President Trump has a deservedly bad rap with fan and foe alike for his propensity to make wild, off-the-cuff statements, especially on social media. How many of his supporters have wished aloud: Would this man please just stop tweeting already?!

But even if 95 percent of Trump's extemporaneous statements seem worthless or counterproductive, we’ve come to notice over time that most of those are quickly forgotten. Meanwhile, among the other 5 percent of his outbursts, some appear to be surprisingly effective.

Two recent events have brought this to our attention. The first was the manner in which Trump bludgeoned Canada into signing on to the new trade deal that he had negotiated with Mexico. In response to Prime Minister Justin Trudeau’s intransigence on certain thorny issues like dairy and pharmaceuticals, Trump applied pressure by rescinding Canadian exemptions from his metal tariffs. He even attacked Trudeau as “dishonest and weak” on Twitter.

That may seem stupid. But Trump then negotiated his promised new trade with his willing Mexican partners, and refused to meet with Trudeau. In the end, the Canadian leader had little choice but to sign, and on less favorable terms than he would have liked. It may seem unkind for a U.S. president to be so ruthless – even bullying, perhaps – with so close a friend and ally as Canada. More important (to us, anyway) is that Trump is simply wrong to treat trade restriction as some kind of asset rather than a voluntary burden on oneself.

[More: White House official called Trudeau 'that little punk kid running Canada']

But given that Trump does view trade in this way, one cannot but help admire the way in which he played hardball and got a deal that gives American farmers an inside track on exports to Canada. He leveraged his own reputation as a wild and unpredictable character – the sort who might even lock Canada out of the deal – to force Trudeau to weaken some of Canada's protectionist rules, and Trudeau is now being heavily criticized in Canada for giving in.

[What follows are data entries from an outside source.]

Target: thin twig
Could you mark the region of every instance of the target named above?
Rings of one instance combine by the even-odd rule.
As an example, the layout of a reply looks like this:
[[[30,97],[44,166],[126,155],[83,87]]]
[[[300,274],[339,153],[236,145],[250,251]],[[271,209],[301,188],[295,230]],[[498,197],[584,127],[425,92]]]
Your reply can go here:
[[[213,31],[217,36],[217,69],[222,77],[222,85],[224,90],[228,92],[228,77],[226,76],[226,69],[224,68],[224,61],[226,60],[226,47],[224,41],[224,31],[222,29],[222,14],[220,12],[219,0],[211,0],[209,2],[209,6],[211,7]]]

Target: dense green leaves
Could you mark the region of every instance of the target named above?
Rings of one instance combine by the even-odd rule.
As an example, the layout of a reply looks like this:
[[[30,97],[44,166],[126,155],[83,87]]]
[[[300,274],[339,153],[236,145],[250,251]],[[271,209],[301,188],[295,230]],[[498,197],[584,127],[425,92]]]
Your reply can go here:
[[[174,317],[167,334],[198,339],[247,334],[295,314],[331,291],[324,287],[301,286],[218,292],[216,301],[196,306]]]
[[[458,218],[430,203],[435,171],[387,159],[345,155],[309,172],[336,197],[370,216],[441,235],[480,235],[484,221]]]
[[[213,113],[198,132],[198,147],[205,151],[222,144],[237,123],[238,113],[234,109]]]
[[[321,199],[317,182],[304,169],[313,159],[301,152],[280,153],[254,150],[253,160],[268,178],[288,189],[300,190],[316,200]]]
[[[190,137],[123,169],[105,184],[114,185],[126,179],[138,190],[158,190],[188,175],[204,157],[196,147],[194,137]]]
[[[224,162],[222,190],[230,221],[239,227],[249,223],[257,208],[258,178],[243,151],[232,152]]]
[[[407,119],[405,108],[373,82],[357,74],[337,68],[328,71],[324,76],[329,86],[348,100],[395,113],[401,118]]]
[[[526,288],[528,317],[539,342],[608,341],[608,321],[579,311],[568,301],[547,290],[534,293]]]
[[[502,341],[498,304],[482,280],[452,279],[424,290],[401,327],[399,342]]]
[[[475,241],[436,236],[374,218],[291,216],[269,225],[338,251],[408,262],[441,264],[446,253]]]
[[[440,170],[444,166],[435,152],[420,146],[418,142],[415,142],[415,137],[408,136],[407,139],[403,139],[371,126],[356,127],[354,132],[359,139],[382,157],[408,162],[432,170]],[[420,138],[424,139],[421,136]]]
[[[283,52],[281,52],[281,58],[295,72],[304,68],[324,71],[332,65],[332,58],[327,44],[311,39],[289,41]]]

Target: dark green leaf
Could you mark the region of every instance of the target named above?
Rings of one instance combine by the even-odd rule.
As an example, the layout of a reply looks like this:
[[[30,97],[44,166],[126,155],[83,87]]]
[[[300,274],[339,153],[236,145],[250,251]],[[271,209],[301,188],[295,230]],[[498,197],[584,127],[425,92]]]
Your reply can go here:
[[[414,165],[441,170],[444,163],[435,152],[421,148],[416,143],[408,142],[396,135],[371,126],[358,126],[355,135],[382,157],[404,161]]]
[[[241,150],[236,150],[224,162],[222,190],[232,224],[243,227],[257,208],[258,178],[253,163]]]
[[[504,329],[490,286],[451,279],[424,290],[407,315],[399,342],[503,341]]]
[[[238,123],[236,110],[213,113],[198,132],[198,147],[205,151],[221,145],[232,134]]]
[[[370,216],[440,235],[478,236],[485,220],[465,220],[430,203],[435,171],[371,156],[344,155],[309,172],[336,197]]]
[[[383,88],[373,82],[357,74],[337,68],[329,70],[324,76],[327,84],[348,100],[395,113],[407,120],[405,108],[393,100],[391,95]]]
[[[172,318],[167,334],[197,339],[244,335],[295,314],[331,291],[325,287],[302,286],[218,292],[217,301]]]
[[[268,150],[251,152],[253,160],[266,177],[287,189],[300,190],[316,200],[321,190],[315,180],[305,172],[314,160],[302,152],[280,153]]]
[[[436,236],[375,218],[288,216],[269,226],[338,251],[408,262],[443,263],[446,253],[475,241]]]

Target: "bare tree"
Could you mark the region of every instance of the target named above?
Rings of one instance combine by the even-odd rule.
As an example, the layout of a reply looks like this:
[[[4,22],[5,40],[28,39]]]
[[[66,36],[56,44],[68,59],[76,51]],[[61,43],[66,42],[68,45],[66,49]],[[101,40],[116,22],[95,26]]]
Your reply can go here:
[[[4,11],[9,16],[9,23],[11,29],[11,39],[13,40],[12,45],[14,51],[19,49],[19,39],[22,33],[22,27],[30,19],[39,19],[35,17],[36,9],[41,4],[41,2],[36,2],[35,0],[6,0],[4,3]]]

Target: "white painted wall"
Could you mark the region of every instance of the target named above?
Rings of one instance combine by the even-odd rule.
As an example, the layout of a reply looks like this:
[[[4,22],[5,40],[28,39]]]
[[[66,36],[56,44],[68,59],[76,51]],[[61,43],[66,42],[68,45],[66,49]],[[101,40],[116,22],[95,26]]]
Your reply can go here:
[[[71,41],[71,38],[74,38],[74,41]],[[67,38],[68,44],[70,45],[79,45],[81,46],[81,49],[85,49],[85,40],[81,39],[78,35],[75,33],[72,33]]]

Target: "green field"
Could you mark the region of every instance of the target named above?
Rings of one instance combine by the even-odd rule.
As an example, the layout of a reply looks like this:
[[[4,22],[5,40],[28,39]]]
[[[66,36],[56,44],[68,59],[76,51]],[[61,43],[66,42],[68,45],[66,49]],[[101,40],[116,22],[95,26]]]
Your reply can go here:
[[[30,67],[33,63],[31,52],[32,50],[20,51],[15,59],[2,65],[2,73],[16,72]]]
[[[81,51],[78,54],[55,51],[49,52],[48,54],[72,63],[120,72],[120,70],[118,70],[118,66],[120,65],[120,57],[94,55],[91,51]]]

Trump again went on what looked like an embarrassing tirade this week against his Latin American neighbors. It began when a large caravan of 4,000 Honduran migrants loudly announced its northward trek from Honduras toward the U.S.

Trump reacted with all kinds threats – to bail out of the new trade agreement with Mexico, to cut off aid funding to Honduras, El Salvador, and Guatemala, or even (as he put it on Twitter) “call up the U.S. Military and CLOSE OUR SOUTHERN BORDER!” unless the responsible governments stepped forward to prevent the caravan’s planned showdown with the U.S. Border Patrol.

How embarrassing for Americans. Except that it seems to have gotten the desired result. Rather than just let thousands of migrants through – the standard operating procedure for so many decades – Mexico’s government has sent two airplanes full of federales to their own southern border. It has also sent officials into Guatemala to warn marchers that they will be turned back at the border, and that there is no lawful passage into the United States either way.

Take this as another reminder that sometimes Trump's intemperate rhetoric is intended mostly for effect.

Some might argue that Trump is hurting America’s long-term relations by engaging in such ruthless tactics to bend other governments to his will. But this is where the real genius behind Trump's approach makes itself felt, whether he intends it or not. Trump will be out of power in six years at most, or perhaps in just two years. And given America’s indispensable role in the world, foreign leaders are not likely to hold anything Trump did against the next U.S. president.

But that new president will be able to enjoy the fruits of whatever concessions Trump obtained using his own wildness to negotiate. Whatever the drawbacks of having an unpredictable leader at the tiller, Americans should enjoy the advantages it brings as well.